Pacific Fibre, the company that hoped to build New Zealand's second international internet link by 2014, was forced to can the ambitious project in August as it failed to raise enough money.
Dotcom today invited Pacific Fibre chairman Sam Morgan and co-founder and director Rod Drury to discuss his plans.
Dotcom tweeted: "@samfromwgtn @roddrury Let's #swimatkims next week and talk about Pacific Fibre."
To which, Drury responded: "@KimDotcom if there's a photo we need to push @samfromwgtn down the end of the pool. He's a whippet #swimatkims."
But he earlier tweeted: "While I admire the @KimDotcom #megacable plan, there is a tiny flaw. US permission required to connect to USA."
Dotcom told media his new file sharing website Me.ga could help fund the multi-million dollar project.

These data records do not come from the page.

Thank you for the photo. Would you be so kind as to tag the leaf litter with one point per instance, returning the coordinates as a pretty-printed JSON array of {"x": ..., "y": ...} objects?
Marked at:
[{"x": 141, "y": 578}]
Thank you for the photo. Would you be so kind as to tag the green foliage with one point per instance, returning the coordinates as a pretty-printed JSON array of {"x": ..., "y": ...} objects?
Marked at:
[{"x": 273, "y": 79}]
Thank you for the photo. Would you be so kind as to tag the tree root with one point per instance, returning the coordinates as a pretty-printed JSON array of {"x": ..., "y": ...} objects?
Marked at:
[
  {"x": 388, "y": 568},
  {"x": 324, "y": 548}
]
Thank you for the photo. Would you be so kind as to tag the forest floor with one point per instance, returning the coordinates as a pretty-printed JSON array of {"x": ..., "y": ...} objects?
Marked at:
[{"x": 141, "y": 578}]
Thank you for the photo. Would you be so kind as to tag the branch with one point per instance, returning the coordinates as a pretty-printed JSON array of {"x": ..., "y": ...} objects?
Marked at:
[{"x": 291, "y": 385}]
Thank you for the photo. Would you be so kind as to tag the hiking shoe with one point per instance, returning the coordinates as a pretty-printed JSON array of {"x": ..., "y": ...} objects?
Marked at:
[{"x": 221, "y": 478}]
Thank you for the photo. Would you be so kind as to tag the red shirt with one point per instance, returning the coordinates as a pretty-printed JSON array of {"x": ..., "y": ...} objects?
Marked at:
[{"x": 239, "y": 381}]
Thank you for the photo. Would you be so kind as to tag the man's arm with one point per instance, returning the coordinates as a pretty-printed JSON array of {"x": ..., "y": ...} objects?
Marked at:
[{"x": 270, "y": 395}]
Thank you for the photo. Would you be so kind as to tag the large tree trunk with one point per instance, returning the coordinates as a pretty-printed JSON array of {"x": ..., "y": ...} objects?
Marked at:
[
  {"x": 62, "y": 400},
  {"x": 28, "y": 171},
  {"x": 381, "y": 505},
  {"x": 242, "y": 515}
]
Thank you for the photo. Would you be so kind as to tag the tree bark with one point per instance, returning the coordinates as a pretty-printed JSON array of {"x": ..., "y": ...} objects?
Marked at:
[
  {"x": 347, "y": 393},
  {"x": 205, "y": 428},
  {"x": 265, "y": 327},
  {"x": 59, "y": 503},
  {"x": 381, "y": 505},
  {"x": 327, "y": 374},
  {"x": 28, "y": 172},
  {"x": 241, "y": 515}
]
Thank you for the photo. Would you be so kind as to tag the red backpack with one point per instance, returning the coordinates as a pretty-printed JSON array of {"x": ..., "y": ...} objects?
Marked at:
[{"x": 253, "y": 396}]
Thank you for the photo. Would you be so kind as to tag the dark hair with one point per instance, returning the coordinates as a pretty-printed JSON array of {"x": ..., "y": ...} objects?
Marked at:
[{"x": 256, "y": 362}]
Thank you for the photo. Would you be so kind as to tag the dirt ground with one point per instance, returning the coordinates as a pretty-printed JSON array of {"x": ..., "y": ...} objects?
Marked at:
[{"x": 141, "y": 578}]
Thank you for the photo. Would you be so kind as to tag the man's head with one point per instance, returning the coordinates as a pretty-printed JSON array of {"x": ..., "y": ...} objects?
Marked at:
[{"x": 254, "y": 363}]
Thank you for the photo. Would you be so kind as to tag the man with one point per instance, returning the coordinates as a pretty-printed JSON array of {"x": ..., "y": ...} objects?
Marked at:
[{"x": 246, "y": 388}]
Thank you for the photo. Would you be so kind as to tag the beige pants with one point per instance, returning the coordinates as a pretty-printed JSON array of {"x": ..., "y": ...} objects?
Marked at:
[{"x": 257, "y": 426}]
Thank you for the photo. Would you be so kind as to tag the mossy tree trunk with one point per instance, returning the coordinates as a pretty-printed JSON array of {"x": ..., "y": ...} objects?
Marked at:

Dotcom is also proposing free broadband for all New Zealanders. He told ONE News once the cable is installed it is "relatively cheap to maintain".
"We would provide all NZ ISP's with free access to the cable for individual customers (citizens) and charge a fee to business and government customers.
"Because ISP's control the last mile and provide equipment like routers they would still charge a fee but it could be as low as 15% - 20% of current bandwidth plans with three to five times faster connection speeds and without transfer limits."
Dotcom said that "one way or another New Zealand needs Pacific Fibre".
"I think it is important to reboot efforts to make it happen," he tweeted.
The German National said unfortunately the Government wants to invest in roads.
"In 10-15 years more people will work and shop from home. You don't need Tarmac you need fibre."
Pacific Fibre chairman Morgan said in August that he was "terribly disappointed" the company's plan to build a high speed fibre-optic cable connecting New Zealand and Australia to California had to be dropped.
Morgan said at the time that despite getting good investor support, the company, which was launched in March 2010, was not able to reach the $400 million needed to fund the building of the 13,000km cable.
Dotcom has received support from his followers on Twitter, with one saying he would put in everything he could in to the plan, as it is an essential piece of infrastructure.
And Telecom Users Association chief executive Paul Brislen tweeted: "@KimDotcom we'd looked at starting up a public fund/trust to raise cash. There's enough demand out there."
The cable would double New Zealand's bandwidth.